Bien que les villes et les établissements publics et/ou privés aménagent les accès aux personnes en situation de handicap, un important travail reste encore à réaliser.
Dans l'agglomération de Rouen, une ville a accepté de tester, devant la presse, les accès aux services publics aux personnes à mobilité réduite (PMR). Pour l'élu organisateur de la journée: "On ne se rend pas toujours compte, nous autres valides, des difficultés que rencontres ces personnes et lorsque que nous acceptons de changer la donne et de jouer le jeu, on s'aperçoit que la rue est faite d'obstacles à surmonter".
Philippe Stéphanazzi, président de HMVA (handicap mieux vivre accueil) et Jean-Michel Julien président d'Access-Handi, s'accordent pour relever que: "Ici, comme dans quelques autres communes de la région, la ville adapte ses services à notre accueil, mais l'un des principaux obstacles à surmonter, et le civisme de chacun. La France à 20 ans de retard sur ses voisins anglo-saxons et la loi ne nous convient pas". Le civisme est le mal du siècle, l'individualisme primant sur les sentiments à l'égard des autres. Traverser la rue, où obtenir une place dans un transport en commun, c'est du handisport. Les deux présidents ont fait la démonstration de l'important travail qu'il reste à accomplir dans les établissements et services accueillant du public.

Quelques difficultés:
Téléphones publics, les emplacements sont mal adaptés; étroits, informations illisibles, car placées trop haut, les combinés téléphoniques ne disposent pas toujours d'un réglage du volume sonore pour les mal-entendants. Bien que les cabines téléphoniques soient ouvertes, les personnes à mobilité réduite sont particulièrement vulnérable lors de l'utilisation de ce type de service, même s'il est adapté. Il en est de même pour les distributeurs de billets de banque.


Difficultés pour entrer ou sortir de certains lieux, seuil trop haut, portes difficiles à manœuvrer. La difficulté commence par l'emplacement du bouton de commande d'ouverture de la porte situé trop haut pour les fauteuils.


L'emplacement de la boite à lettre est très souvent situé trop haut pour un fauteuil, et dans la plupart des cas la difficulté est augmentée par l'emplacement d'une poubelle située au-dessous.

La pente maximale d'une rampe d'accès à un service ne doit pas, normalement, dépasser 5%. Des établissements tente de s'adapter, mais faute de place suffisante ou de recul, la rampe d'accès peut voir son inclinaison atteindre 16%!

La position des panneaux d'informations est trop basse le plus souvent, un non-voyant peut se heurter et se blesser. Dans la situation rencontrée, la difficulté était complétée par des poteaux interdisant le stationnement, le trottoir et une grille de caniveau.

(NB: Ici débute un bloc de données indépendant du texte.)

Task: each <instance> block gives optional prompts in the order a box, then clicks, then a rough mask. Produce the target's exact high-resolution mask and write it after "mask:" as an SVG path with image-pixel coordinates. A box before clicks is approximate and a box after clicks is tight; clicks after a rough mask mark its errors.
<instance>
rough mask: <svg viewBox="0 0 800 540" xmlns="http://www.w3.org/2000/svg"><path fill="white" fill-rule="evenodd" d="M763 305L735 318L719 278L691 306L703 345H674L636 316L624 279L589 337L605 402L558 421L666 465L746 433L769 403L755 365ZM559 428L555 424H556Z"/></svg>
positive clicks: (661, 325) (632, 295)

Dans les caniveaux, la largeur (3 cm) des ouvertures des grilles est supérieure à la largeur des roues avant des fauteuils et au diamètre des embouts de cannes pour non-voyants, d'où un risque de chutes.


Discrimination.
La population nationale des personnes à mobilité réduite est estimée à 6,5 millions. N'étant pas marginales, ces personnes ont le droit au travail. D'après la loi 87-157 du 10 juillet 1987, les établissements de plus de 20 salariés doivent embaucher des travailleurs handicapés dans la proportion de 6% du nombre de salariés en équivalent temps complet. Pour s'acquitter de cette obligation, les entreprises peuvent également verser une contribution proportionnelle.
Une solution qu'elles préfèrent le plus souvent.